Ce rhum pourrait porter mille noms, avoir une centaine d’âges, qu’il évoquerait encore aussi efficacement de précieux souvenirs, aux détails minutieux et imperceptibles. Pourtant, il est unique. Il a les caractéristiques de plusieurs générations, et les défauts d’une nation.
Mon rhum exprime des milliers d’odeurs et de goûts, et peut vous faire monter les larmes sûrement pour un millier de raisons. Il a de l’allure, la robe luisante et pailletée d’une décapotable et de virées sans fin où le temps n’a pas chapitre. Des traces fines hilares et souriantes, brillantes, vibrantes. Il est lourd, mais si agréablement qu’il en devient inlassablement fin, et élégant.

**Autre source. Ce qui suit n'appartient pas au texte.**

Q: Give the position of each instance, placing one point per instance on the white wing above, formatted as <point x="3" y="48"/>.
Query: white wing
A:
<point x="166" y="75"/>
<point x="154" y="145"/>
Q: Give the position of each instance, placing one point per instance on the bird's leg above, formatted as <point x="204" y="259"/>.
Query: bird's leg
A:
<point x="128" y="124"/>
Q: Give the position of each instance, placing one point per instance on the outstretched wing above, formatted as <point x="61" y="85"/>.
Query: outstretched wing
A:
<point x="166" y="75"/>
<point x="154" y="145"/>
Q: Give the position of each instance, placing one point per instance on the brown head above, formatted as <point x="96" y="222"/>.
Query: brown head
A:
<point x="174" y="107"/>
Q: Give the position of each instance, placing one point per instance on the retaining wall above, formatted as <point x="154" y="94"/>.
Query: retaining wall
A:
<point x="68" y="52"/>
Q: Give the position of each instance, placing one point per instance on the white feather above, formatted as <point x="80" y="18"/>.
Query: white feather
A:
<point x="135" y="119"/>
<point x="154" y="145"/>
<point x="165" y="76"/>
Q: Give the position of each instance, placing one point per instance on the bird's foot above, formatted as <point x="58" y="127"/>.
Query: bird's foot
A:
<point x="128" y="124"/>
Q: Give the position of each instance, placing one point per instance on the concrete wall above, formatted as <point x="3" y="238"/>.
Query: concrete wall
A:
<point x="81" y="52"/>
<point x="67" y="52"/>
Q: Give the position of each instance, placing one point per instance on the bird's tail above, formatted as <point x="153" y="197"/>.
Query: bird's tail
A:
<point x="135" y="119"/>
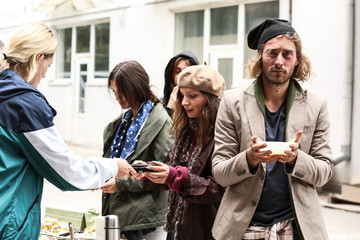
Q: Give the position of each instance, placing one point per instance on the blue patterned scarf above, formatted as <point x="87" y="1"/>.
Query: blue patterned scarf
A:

Mon rhum a du nez, le genre mielleux et intentionné, sans limite et qui compte souvent en double, sûrement pour démultiplier sa nature, et redoubler d’intention. Il a aussi des allures de feu de cheminée, de PMU, il a l’odeur des sous-bois et des balades en forêt. Il aurait encore plus d’un millier d’odeurs et tout autant de pudeur ; un nez qui s’ouvre à qui veut y prendre du temps, à qui arrivera à gagner sa confiance, caressé par un air salin et l’odeur du sable chaud. Fermer les yeux suffit à raviver des odeurs de chichis, de milles parfums de glaces, et de rochers coco.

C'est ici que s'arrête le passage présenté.